自分と同じようにアウローラが忌み嫌われないためならば、進んで嘘をついてやる。
それが怪物の姿を明かしてしまった自分が、唯一彼女にしてやれることだと、ディーノは己に言い聞かせていた。
「わたしは、ディーくんを……いえ、ディーノさんを信じます。損得なんて関係なく信じたいから信じるんです。納得できませんか?」
家柄も良く、気品に満ちていて、おそらくは英才教育も受けているだろう、なのにとんだ大馬鹿だと思う。
それでも、ディーノの中にはそれを侮蔑しようなんて感情は沸き起こらない。
信じる価値のある人間なんて、この世界にいるものかと、それだけが信じられる真実だと思っていたはずなのに……。
ディーノはそのまま動かない、否、動けなかった。
「……あれ? ディーノ、泣いてる?」
今まで蚊帳の外にいたシエルが、その小柄な背丈で下からディーノの顔を覗き込んでくる。
そして言われるまで気づかなかったが、視界が歪んでいた。
「う……うるせぇっ!! 顔に喰らった冷気が溶けてきただけだ!!」
ディーノは途端に気恥ずかしくなって、上着の袖で目をこすりながら、取り繕うようにシエルに向けて叫んだ。
その様にカルロが横で大笑いし始めると、それが次第にシエルとアウローラにまで伝染していく。
「と、とにかくもう帰るぞ!! 上に出ればここが何処かわかるだろっ!!」
「一人で行くなんて言わないよな?」
カルロが肩に手を回して、いつもの馴れなれしさでからかってくる。
「……襟つかんで持ってってやる」
「僕死んじゃうじゃん」
軽口を叩き会いながらも、カルロと縛ったまま気絶しているマクシミリアンを担いで飛び上がり、アウローラもシエルを支えながら大穴の上に登って行く。
そして、周りの様子を見回した時、四人は衝撃的でありなおかつ呆れ返るような事実を知る。

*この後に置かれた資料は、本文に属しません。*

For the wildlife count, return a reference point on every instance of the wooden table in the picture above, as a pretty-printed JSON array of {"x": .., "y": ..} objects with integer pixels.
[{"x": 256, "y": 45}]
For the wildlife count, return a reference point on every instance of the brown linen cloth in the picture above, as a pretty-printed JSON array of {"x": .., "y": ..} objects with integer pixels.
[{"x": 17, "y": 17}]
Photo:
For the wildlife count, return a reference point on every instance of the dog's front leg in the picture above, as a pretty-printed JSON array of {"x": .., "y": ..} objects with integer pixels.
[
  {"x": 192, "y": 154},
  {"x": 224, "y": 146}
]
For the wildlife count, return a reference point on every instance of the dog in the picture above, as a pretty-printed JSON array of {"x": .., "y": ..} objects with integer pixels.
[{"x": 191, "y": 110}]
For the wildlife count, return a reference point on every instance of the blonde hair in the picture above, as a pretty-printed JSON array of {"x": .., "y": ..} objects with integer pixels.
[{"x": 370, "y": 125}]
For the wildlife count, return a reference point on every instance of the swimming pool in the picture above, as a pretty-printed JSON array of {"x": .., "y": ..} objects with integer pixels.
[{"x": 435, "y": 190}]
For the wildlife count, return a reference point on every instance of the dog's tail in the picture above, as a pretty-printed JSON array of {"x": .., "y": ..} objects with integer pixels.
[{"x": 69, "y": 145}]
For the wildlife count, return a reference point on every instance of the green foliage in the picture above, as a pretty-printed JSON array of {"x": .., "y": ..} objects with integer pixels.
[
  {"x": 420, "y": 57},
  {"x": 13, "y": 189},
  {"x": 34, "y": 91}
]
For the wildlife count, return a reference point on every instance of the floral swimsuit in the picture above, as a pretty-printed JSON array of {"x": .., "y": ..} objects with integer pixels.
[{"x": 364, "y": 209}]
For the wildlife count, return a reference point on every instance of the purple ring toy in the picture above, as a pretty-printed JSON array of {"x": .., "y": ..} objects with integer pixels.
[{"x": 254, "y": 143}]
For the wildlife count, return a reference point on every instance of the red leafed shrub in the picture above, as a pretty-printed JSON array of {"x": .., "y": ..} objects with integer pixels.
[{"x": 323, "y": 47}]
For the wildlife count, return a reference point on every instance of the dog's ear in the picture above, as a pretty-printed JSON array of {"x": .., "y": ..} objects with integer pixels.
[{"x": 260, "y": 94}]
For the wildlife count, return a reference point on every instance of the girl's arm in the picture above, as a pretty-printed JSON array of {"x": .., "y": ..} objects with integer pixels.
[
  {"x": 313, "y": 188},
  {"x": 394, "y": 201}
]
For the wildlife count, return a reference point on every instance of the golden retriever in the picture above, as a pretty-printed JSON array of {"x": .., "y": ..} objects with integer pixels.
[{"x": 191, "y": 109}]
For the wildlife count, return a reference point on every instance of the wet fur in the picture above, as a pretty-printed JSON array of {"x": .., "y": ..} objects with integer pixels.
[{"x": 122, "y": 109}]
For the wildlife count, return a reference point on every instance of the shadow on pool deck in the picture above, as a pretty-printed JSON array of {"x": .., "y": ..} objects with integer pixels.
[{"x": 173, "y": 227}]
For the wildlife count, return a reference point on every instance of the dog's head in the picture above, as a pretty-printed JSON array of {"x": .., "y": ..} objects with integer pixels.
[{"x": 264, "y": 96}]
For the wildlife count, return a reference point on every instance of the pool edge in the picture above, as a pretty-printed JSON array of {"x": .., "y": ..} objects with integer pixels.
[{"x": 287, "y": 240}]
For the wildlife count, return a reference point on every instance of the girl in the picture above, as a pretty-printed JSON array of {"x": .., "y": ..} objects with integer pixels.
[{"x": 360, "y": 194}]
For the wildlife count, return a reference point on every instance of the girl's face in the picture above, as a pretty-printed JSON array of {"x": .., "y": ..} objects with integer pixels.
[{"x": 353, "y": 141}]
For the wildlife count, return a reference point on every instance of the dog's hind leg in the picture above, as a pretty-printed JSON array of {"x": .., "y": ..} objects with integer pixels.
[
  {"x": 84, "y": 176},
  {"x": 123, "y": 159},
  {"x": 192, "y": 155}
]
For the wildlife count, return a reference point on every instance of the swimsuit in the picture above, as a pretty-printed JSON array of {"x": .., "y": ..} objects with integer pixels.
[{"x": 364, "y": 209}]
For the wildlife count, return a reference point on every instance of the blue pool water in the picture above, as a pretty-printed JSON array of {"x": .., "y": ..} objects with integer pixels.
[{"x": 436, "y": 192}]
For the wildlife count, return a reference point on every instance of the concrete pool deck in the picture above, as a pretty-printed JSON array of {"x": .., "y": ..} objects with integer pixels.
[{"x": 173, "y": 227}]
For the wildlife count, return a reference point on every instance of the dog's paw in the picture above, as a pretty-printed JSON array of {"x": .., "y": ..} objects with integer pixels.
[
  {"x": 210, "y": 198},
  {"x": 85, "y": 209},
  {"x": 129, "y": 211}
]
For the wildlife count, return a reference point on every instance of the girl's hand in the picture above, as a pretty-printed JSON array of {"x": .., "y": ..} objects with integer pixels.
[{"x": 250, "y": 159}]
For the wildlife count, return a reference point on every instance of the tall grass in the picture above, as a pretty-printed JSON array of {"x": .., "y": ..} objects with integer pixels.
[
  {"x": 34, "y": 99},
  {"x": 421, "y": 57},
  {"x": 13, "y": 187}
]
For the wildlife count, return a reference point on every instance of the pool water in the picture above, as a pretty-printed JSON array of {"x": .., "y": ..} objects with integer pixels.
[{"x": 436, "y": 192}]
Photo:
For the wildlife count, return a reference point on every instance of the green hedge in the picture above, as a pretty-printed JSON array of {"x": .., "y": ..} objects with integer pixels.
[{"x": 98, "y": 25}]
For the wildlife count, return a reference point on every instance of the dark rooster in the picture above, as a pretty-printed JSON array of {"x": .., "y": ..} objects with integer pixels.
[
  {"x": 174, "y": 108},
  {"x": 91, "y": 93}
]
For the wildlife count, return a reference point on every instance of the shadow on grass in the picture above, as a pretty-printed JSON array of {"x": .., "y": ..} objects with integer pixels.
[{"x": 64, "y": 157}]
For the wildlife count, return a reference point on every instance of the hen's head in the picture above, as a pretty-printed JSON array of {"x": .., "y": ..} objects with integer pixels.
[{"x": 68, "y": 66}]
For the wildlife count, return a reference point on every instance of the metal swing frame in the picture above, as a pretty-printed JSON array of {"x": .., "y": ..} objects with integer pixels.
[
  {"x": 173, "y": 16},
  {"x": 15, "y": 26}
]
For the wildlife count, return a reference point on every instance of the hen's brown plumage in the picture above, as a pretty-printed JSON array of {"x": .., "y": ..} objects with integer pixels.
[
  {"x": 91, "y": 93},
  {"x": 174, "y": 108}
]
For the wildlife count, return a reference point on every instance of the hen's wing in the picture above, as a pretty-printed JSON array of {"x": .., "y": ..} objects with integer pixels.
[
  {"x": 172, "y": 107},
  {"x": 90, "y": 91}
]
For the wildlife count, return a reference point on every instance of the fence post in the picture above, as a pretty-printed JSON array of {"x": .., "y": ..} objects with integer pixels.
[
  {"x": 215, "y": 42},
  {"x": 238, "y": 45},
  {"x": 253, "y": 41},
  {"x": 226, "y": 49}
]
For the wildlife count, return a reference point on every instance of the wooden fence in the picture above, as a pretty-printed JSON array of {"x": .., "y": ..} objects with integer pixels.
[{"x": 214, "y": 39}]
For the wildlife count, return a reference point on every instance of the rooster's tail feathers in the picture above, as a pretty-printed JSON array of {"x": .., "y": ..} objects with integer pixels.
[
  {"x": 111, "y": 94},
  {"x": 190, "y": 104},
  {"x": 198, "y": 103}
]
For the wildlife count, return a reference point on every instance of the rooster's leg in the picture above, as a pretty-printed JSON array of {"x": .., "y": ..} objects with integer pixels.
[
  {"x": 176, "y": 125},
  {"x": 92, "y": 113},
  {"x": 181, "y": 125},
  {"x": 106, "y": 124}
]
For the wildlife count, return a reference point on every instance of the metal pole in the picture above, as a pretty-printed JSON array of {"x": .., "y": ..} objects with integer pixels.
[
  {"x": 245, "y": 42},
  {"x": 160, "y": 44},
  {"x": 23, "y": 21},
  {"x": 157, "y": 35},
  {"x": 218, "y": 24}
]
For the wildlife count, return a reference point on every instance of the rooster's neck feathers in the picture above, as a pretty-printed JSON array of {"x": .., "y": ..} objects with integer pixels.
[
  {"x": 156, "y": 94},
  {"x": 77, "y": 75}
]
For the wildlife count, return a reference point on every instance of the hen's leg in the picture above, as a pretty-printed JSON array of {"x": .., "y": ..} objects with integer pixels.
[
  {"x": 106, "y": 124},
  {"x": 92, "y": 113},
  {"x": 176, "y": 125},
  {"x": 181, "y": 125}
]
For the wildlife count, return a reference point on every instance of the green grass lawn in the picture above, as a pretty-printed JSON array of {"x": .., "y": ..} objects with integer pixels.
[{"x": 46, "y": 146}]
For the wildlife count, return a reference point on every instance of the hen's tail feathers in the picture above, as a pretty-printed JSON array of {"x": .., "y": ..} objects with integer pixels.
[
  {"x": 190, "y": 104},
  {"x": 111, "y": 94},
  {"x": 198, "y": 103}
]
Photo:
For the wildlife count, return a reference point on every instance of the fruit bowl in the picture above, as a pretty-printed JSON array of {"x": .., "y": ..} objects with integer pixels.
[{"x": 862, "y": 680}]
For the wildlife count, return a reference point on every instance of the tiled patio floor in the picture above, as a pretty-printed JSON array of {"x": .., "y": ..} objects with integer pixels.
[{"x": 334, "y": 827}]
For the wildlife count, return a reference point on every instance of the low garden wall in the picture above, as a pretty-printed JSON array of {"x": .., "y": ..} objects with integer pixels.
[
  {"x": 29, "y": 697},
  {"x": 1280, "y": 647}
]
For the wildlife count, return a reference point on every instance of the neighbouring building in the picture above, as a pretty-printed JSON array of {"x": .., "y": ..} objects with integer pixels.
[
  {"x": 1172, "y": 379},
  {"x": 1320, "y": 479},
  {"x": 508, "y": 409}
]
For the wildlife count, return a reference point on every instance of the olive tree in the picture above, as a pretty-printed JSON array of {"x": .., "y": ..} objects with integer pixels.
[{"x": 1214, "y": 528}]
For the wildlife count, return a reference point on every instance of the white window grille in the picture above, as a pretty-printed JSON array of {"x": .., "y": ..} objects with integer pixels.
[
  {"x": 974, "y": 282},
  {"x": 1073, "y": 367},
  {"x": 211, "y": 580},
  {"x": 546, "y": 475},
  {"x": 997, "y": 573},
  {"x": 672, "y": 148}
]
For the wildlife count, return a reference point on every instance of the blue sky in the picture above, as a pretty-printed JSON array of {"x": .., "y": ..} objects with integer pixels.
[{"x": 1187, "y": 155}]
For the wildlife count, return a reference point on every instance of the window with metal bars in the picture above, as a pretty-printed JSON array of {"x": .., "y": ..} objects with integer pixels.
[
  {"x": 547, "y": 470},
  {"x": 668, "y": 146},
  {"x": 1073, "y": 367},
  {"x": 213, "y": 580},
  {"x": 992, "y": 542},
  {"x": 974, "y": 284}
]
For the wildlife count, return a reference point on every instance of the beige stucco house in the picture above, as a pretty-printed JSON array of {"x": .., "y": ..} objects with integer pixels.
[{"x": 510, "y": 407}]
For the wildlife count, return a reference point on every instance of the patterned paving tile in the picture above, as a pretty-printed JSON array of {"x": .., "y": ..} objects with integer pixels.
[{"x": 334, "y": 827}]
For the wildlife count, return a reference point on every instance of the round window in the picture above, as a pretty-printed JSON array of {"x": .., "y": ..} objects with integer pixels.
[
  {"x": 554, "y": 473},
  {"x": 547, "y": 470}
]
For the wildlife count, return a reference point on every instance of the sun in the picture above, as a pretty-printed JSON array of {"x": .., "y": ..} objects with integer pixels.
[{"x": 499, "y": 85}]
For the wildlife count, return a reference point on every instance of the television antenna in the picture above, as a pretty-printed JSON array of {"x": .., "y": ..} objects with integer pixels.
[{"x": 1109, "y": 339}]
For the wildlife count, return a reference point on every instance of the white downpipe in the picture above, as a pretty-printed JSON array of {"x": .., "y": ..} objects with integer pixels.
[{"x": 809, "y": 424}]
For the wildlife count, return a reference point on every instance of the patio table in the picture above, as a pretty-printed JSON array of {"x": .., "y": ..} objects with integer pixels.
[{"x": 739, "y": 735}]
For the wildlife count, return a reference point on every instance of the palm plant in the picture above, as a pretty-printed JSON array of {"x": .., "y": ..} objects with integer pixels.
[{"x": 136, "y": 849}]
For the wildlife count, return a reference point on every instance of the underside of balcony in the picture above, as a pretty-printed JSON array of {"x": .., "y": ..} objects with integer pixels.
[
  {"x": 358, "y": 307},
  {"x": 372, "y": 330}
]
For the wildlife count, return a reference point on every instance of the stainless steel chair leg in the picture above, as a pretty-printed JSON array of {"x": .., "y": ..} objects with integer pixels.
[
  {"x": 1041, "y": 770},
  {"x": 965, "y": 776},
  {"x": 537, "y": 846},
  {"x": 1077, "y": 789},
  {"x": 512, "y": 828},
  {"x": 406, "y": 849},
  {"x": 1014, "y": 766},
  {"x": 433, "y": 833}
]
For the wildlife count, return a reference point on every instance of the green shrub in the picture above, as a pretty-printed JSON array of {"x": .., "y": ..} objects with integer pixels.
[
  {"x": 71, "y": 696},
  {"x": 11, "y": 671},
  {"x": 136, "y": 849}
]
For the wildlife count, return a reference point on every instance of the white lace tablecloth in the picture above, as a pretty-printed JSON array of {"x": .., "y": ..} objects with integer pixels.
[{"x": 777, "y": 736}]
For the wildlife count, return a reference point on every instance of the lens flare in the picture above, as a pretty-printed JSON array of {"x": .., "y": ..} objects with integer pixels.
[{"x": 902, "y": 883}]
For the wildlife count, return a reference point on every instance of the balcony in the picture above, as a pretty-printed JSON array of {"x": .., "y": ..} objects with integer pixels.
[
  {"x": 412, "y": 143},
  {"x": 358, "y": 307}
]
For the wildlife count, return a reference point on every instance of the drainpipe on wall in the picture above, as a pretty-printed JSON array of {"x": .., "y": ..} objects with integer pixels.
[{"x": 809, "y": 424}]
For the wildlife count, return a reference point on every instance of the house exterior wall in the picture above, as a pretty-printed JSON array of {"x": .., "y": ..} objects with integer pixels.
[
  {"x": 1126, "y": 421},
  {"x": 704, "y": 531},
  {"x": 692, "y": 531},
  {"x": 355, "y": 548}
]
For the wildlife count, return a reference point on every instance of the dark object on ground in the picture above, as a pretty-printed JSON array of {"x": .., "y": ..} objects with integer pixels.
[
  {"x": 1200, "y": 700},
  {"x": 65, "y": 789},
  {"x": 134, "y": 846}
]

「アウローラさん! それにディーノ君たちも、どうして穴の中から出てくるの?」
大穴の縁から聞きなれた担任の声が聞こえてきた。
礼拝堂があったのは学園の敷地内だったようだ。
幸い、ディーノの稲妻が校舎や寮を破壊したわけではなかったが、周りには事態を気にして生徒たちが野次馬を作っていた。
「マクシミリアンがアウローラをさらったんだよ! で、あたしたちが助けてきました!!」
シエルがアンジェラに事の顛末を端的に説明する。
その後の状況はてんやわんやだった。
学園を覆っていた結界も、徘徊していたルーポラーレの群れも消えていたが、夜も遅くなっており、自宅通いの生徒も止むを得ず学園に泊まることとなり、初等部の生徒は寮生が各々の部屋で面倒を見ると言うことに決まっていたらしい。
その時、ディーノ、カルロ、シエルの姿が見えないことに気づかれ、教師たちがそれも含めて捜索にあたっていたと言うことだった。
「もう! 君たちは、そんなに先生が信じられなかったの?」
怒りを通り越したのか、ため息交じりに漏らすアンジェラと、その横から小さな影が姿を表す。
「ディーノ、シエル、そしてカルロ・スタンツァーニ! お前達は一週間の停学に処す! 食事以外での外出も禁止! 寮でしっかりと反省するのじゃ!」
オルキデーア校長が朝を告げる鶏さえも飛び起きそうな声で一喝する。
ディーノ達は事件を解決した功労者ではあるものの、同時に勝手な行動で周囲に迷惑をかけた違反者でもあった。
「もーっ! あたし達頑張ったのにーっ!!」
シエルの叫び声が、輝く星空に向かって響き渡っていた。